Mina – Mina Canta o Brasil (1970)
Mina is the greatest Italian singer of all times, but not only. For Italians, Mina is an icon equally as important as the biggest and best-known names about which they boast as proof that Italy has the highest quality everything in the world, like Ferrari, Armani, Fellini or Antonioni. During the ’60s and the ’70s, Mina embodied the very essence of the ultra-talented superstar on stage, in TV and in her records. (!)
She sang Italy’s greatest hits, which for over 40 years have been the leitmotiv of the everyday life of the Italian people. Nowadays Mina releases one record a year.
Let’s go to our artist:
Anna Maria Quaini or Mina Mazzini (25 March 1940), known for her three-octave vocal range, the agility of her soprano voice, and its image as an emancipated woman. In performance, Mina combined several modern styles with traditional Italian melodies which made her the most versatile pop singer in Italian music.
Mina dominated the Italian charts for fifteen years and reached an unsurpassed level of popularity in Italy. She has scored 77 albums and 71 singles on the Italian charts!
Mina’s TV appearances in 1959 were the first for a female rock and roll singer in Italy, the public at the time, labeled her as the Tiger of Cremona for her wild gestures and body shakes.
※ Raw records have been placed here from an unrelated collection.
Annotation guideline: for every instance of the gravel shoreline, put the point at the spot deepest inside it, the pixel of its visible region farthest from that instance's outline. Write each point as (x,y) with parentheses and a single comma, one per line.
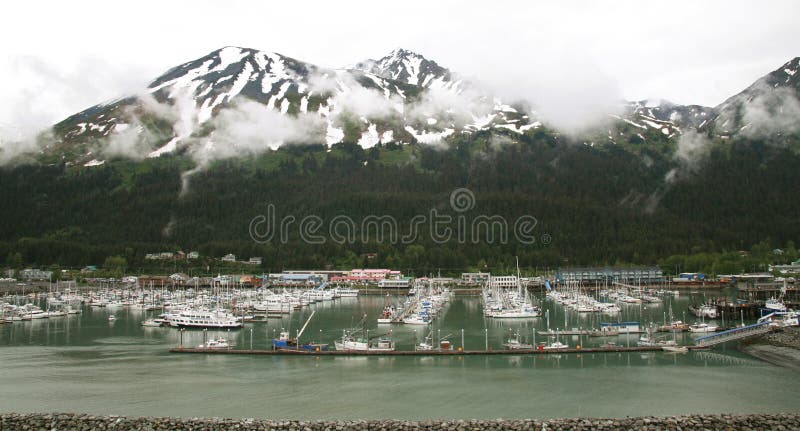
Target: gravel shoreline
(81,422)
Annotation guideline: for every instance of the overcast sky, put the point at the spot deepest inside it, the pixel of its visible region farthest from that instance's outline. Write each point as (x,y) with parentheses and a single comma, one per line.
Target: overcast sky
(61,57)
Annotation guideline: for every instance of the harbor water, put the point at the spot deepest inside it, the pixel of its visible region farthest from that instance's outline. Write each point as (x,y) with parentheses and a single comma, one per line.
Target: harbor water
(85,363)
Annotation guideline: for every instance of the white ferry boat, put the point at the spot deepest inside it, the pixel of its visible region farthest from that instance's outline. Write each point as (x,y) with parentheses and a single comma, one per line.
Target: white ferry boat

When she turned to light pop tunes, Mina’s chart-toppers in West Germany in 1962 and Japan in 1964 earned her the title of the best international artist. Mina’s more refined sensual manner was introduced in 1960 with Gino Paoli‘s ballad ‘This World We Love In’, entering on the Billboard Hot 100 in 1961.
Mina was banned from Italian TV and radio in 1963 because her pregnancy and relationship with the married actor Corrado Pani did not accord with the dominant Catholic and bourgeois morals (sic). After the ban, RAI tried to continue to prohibit her songs, which were forthright in dealing with subjects such as religion, smoking, and sex. Mina’s school act combined sex appeal, with public smoking, dyed blond hair, and shaved eyebrows to create an (unprecedented) bad girl image!
Mina’s voice has a distinctive timbre and great power, her main themes are anguished love stories performed in high dramatic tones. The singer combined classic Italian pop with elements of blues, R&B and soul music during the late ’60s, especially when she worked in collaboration with the singer-songwriter Lucio Battisti.
Top Italian songwriters created material with large vocal ranges and unusual chord progressions to showcase her singing skills, particularly ‘Brava’ (Bruno Canfora) and the pseudo-serial ‘Se Telefonando’ (Ennio Morricone). Shirley Bassey carried Mina’s ballad ‘Grande Grande Grande’ to charts in the U.S. and U.K. in 1973.
Mina’s easy listening duet ‘Parole Parole’ was turned into a worldwide hit by Dalida and Alain Delon in 1974. Then, Mina suddenly gave up public appearances in 1978 but has continued to release popular albums on a yearly basis to the present day.
Let’s go to our album:
Mina is an eclectic, versatile artist completely at ease with a repertoire spanning all musical genres, all of which she has sung with masterful panache!
By 1970 Mina was already an established star, flirting with Brazilian music since the mid-’60s, passing through bossa nova and samba, here she relies on the amazing arrangements of maestro Augusto Martelli to bring a vigorous overview of the so-called MPB (Brazilian popular music). With a stellar team of composers, Mina sings with wild passion, splendid technique and darting Portuguese to our delight!
The ‘IM’ highlights are Todas as Mulheres do Mundo and Tem Mais Samba.
A1 Canto de Ossanha (B. Powell, V. de Moraes)
A2 Com Acúcar, Com Afeto (C. Buarque de Hollanda)
A3 Upa Nequinho (E. Lobo, G. Guarnieri)
A4 Todas as Mulheres do Mundo (Erasmo Carlos)
A5 Que Maravilha (Jorge Ben, Toquinho)
A6 A Banda (C. Buarque de Hollanda)
B1 Canção Latina (O. Stocker, V. Martins)
B2 Tem Mais Samba (C. Buarque de Hollanda)
B3 Sentado a Beira do Caminho (E. Carlos, R. Carlos)
B4 A Praça (Carlos Imperial)
B5 Nem Vem Que Não Tem (Carlos Imperial)
Arranged, Conductor (Orchestra): Bob Mitchell (Augusto Martelli)
PDU – Pld.A.5026
‘If I didn’t have my own voice, I’d like to have the voice of a young Italian girl named Mina’ / Sarah Vaughan, 1968. (!)